The Newtonian concept of time has been changed by Einsteinian insight. Yet the Einsteinian world view might make it difficult to appreciate traditional concepts of eschatology, like heaven and hell, death and immortality, life after death and resurrection, last day and final judgments, because these expressions presuppose a pre-Einsteinian view of the universe. Since theology cannot remain unaffected by the new research in concepts of time, Eternity and Eternal Life tries to express the eschatological faith of the Church by using the time language of our age. To achieve this it provides an overview on the research in the nature of time done in geology, cosmology, physics, biology, psychology, sociology, history and philosophy and proposes a notion of time for “timely” Christology and for “timely” eschatology.

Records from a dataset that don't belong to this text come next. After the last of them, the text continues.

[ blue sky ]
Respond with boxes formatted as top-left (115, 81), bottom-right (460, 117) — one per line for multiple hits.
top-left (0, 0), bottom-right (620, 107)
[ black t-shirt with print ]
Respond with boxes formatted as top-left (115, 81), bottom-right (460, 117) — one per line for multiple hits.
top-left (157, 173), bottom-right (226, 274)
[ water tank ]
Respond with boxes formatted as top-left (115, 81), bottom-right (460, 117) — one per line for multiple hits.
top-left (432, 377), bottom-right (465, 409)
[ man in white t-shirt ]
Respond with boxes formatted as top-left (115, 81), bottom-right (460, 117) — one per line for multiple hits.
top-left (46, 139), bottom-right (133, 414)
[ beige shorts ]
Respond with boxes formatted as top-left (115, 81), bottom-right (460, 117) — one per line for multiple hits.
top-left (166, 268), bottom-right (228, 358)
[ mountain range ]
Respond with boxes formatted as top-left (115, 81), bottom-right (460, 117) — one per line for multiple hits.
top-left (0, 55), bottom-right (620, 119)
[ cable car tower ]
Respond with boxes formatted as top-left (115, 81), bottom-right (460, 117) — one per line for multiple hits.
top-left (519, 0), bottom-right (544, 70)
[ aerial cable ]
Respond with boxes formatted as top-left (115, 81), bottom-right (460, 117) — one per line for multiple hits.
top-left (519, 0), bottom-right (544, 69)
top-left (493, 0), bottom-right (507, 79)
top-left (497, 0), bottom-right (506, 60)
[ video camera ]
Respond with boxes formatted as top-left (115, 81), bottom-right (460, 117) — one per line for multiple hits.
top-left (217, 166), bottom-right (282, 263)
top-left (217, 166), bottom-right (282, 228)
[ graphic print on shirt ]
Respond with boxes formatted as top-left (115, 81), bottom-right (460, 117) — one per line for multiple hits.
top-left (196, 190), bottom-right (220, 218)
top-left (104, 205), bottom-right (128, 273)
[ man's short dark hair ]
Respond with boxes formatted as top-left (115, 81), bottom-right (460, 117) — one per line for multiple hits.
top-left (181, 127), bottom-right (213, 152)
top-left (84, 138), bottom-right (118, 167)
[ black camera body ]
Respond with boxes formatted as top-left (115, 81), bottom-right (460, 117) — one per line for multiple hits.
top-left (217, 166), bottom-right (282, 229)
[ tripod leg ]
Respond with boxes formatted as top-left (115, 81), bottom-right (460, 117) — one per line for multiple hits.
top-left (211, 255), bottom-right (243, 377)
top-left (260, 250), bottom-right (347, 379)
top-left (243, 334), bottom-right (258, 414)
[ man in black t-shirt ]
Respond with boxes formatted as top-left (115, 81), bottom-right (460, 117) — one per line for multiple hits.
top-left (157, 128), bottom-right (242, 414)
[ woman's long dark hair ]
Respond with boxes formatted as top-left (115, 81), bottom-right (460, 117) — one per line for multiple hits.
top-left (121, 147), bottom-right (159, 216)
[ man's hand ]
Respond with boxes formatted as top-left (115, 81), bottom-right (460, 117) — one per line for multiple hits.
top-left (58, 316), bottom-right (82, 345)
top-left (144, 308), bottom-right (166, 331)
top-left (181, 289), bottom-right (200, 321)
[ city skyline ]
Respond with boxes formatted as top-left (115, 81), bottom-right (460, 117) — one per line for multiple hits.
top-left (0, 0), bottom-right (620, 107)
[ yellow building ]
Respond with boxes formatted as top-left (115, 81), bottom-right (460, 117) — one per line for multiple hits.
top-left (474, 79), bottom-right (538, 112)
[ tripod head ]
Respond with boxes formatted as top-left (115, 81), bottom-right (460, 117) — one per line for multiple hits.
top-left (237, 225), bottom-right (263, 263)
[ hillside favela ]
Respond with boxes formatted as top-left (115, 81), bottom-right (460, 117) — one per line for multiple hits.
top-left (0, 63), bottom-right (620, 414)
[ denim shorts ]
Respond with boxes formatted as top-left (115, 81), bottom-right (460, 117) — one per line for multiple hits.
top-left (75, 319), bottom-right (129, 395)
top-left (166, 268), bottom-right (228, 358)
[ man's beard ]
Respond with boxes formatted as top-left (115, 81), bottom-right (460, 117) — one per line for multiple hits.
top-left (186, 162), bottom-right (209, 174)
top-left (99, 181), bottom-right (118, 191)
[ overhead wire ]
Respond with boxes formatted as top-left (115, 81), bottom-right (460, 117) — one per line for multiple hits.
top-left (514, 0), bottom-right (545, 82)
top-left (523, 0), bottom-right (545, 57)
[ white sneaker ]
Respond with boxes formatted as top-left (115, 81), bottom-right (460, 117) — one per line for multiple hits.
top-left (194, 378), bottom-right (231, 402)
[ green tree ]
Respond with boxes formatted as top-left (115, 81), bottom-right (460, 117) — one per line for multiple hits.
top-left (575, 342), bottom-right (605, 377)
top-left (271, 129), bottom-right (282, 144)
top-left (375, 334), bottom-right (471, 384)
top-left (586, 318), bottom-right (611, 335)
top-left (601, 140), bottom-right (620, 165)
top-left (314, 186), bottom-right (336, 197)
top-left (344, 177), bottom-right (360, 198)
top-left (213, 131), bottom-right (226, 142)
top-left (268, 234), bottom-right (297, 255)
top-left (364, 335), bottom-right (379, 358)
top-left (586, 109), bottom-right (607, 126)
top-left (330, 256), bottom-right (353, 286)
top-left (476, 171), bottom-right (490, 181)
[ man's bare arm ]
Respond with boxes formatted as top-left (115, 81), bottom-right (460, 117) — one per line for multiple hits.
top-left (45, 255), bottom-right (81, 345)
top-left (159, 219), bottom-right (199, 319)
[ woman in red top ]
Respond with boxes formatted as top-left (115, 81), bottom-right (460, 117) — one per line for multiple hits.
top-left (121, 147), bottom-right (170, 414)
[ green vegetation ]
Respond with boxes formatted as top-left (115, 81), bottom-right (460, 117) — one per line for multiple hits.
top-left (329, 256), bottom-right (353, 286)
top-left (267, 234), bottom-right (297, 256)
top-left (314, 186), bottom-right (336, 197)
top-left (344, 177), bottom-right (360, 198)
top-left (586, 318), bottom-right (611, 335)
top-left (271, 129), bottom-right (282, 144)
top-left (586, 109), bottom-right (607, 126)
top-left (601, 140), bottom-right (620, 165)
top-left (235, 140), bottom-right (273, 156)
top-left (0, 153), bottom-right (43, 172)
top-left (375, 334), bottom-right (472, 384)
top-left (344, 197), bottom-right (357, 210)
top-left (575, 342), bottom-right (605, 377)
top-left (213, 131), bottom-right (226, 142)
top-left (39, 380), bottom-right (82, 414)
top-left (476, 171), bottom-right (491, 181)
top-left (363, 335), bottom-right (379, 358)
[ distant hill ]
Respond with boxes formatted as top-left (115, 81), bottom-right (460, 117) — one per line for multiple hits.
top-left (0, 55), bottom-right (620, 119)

By using the singularity event as literary form, Horvath scrutinizes how Christ’s time can lead to the times of all existing realities, through death to “eternity.” This is a pioneering work, one that needs to be tested in the community of interested readers. It is a communal search for an understanding of life, death and eternal life, not only in the light of abstract ideas and cultural linguistic doctrines in the world of religions, but also in the light of science and especially of a person as the horizon of understanding for both time and eternity. Christ as the eschatological union of time and eternity becomes the work’s unifying focus and its paradigm, which solves recognized problems and opens our minds to new ones.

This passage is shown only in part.